Un deuxième article évoque une filiation surprenante entre deux cinéastes que rien ne semble réunir au premier abord. Le premier, Yassine Qnia, est un jeune réalisateur des banlieues parisiennes (Fais croquerBref n°106) ayant bénéficié d’une aide au court-métrage (Seine-Saint-Denis) ; le second, Pierre Creton, est normand, et ses films traitent principalement des conditions paysannes, à travers des textes à portée philosophique. À travers cet article, les deux hommes reviennent sur leur rencontre et la richesse qu’ils en tirent.
Le dossier est ponctué par des articles portant sur la création et la diffusion du court en Ile-de-France (région qui investit le plus dans le septième art), le festival du cinéma documentaire de Jihlava ou encore la 4e édition du Festival du jour le plus Court, durant lequel s’est tenue une journée professionnelle autour des enjeux de la nouvelle réforme territoriale.

La petite collection DVD (38e) déplie bagages en Bretagne, très impliquée en termes d’aide au court-métrage. Bref propose une sélection de sept courts-métrages ayant tous bénéficiés d’une aide significative, allant de 25 000 à 32 000 euros.

Parmi les différentes œuvres :

Tempête sur Anorak – Paul E. Cabon

Passé les dessins, au premier abord simplistes, on prend énormément de plaisir à suivre cette fable animée où deux jeunes inventeurs tentent de défendre leur création des mains d’un méchant. Déjanté, décalé, ce film est une petite brise fraîche et fantasque dont le succès n’est pas anodin (primé au Festival Sundance 2015 tout de même).

Du grain à moudre – Sonia Larue

S’il prête souvent à sourire, Du grain à moudre reste un portrait réaliste et acerbe d’une famille - bretonne par excellence - en proie à des mécanismes dramatiques. Le tout servi par des comédiens remarquables et touchants.

15 kilomètres 300 – Stéphane Mercurio

15 kilomètres 300, c’est la distance qui sépare deux jeunes filles d’une fin tragique, préméditée, du haut des falaises du Finistère. Durant ce périple, le film se nourrit de témoignages de leurs proches, filmés avec un sens du réel frappant – ce qui n’est pas surprenant quand on connaît le penchant du réalisateur pour le documentaire, dont il tire sa principale expérience.

Le Père Noël et le Cowboy – Delphine Deloget

Le film suit les premiers pas d’un apprenti Père Noël (Kevin Azaïs – Les Combattants) au cœur tendre, parmi les allées d’une grande surface.

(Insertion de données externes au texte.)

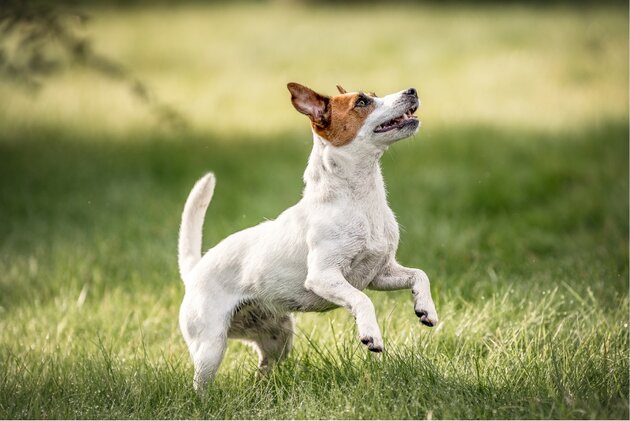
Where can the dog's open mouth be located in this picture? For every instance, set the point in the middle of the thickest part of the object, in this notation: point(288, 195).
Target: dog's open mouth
point(398, 122)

La réalisatrice, caméra à l’épaule, capte les différentes séquences avec une approche du réel saisissante. Notamment les scènes de distribution de bonbons qui semblent être saisies sur le vif.

Les rencontres de ce numéro font la part belle à Frédéric Dubreuil, producteur lauréat du Prix Procirep, décerné au Festival du court-métrage de Clermont-Ferrand et Thomas Salvador, qui dix ans après son premier court-métrage, signe enfin son premier long.

Pour achever cette 114e parution, l’équipe Bref propose un article (illustré et très intéressant) de Michel Chion, articulé autour de la question du montage alterné depuis ses origines, principalement à travers la figure œdipienne.

Si la presse écrite se meurt chaque jour un peu plus, espérons toutefois que Bref tienne sur la longueur ; à contre courant, pointu mais décalé, souhaitons qu’ils se laissent encore longtemps « feuilleter ».